1990s NBA star Dennis Rodman, on the other hand, used his ink (along with his piercings, dresses, and Technicolor hair) to mark himself as “a true individual in a deeply conservative culture.” Like soldiers and convicts whose individual identities are disguised by uniforms, athletes have few options for creative self-expression. But the exposed skin of basketball players provided an attractive public canvas that Rodman filled with tattoos, inspiring generations of athletes to do the same. His passion for the art form also helped him integrate into the white-dominated world of tattooing, where for too long black clients had been told that his skin was too dark to carry legible designs.
When Rodman sued a company that sold T-shirts that imitated his tattooed torso, he foreshadowed a 21st-century tattoo problem: fair use. The appearance of custom tattoo designs in movies, fashion, and video games has been legally challenged. But, Lodder asks, if a finished tattoo itself infringes a copyright, how can a “cease and desist” order be enforced? Likewise, what are the legal implications of a hacked numerical decryption code tattooed on a man's body and then photographed and shared online? Although tattooing has changed little technically since ancient times (aside from the invention of the tattoo machine in the 19th century), modern technology is imbuing it with thorny new implications.

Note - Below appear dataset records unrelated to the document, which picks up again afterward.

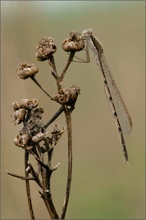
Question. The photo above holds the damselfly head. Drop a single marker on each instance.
(86, 33)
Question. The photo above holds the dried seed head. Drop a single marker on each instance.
(56, 134)
(19, 116)
(29, 104)
(26, 70)
(74, 43)
(67, 96)
(21, 140)
(45, 48)
(39, 137)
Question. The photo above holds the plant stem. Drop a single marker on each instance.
(70, 158)
(28, 187)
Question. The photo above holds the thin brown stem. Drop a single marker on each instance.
(28, 186)
(70, 158)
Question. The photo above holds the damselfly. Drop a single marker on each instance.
(116, 103)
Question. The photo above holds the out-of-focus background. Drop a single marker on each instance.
(103, 186)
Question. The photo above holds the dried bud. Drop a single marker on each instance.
(67, 96)
(39, 137)
(29, 104)
(21, 140)
(26, 70)
(19, 115)
(74, 43)
(45, 48)
(56, 134)
(16, 105)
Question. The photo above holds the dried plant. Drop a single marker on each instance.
(33, 136)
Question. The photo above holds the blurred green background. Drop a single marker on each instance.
(103, 187)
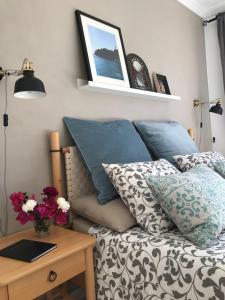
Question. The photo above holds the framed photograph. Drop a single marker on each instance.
(161, 84)
(138, 71)
(103, 50)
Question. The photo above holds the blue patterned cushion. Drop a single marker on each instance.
(195, 201)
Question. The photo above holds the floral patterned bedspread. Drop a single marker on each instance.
(136, 265)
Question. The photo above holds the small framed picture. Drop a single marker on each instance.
(103, 50)
(161, 84)
(138, 71)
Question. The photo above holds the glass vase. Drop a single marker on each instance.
(41, 227)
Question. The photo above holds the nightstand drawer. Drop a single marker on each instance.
(47, 278)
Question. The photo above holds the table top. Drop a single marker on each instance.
(68, 242)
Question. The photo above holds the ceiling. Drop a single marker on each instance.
(204, 8)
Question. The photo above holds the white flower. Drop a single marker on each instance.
(63, 204)
(29, 205)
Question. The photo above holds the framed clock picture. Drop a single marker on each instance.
(139, 76)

Tattoo artist Ed Hardy once said that tattoos are like “little vents” in the psyche of the wearer. Lodder presents them as portals to entire towns. Some of his practices were canceled by colonialism; others, preserved in ice as Ötzi was, are dissolving with melting permafrost, taking with them the visual clues to ancient cosmologies. Deeply researched and elegantly written, “Painted People” is a moving and entertaining tribute to the people (and towns) behind this under-examined medium.
Margot Mifflin is a professor at the City University of New York and author of “The Blue Tattoo: The Life of Olive Oatman.”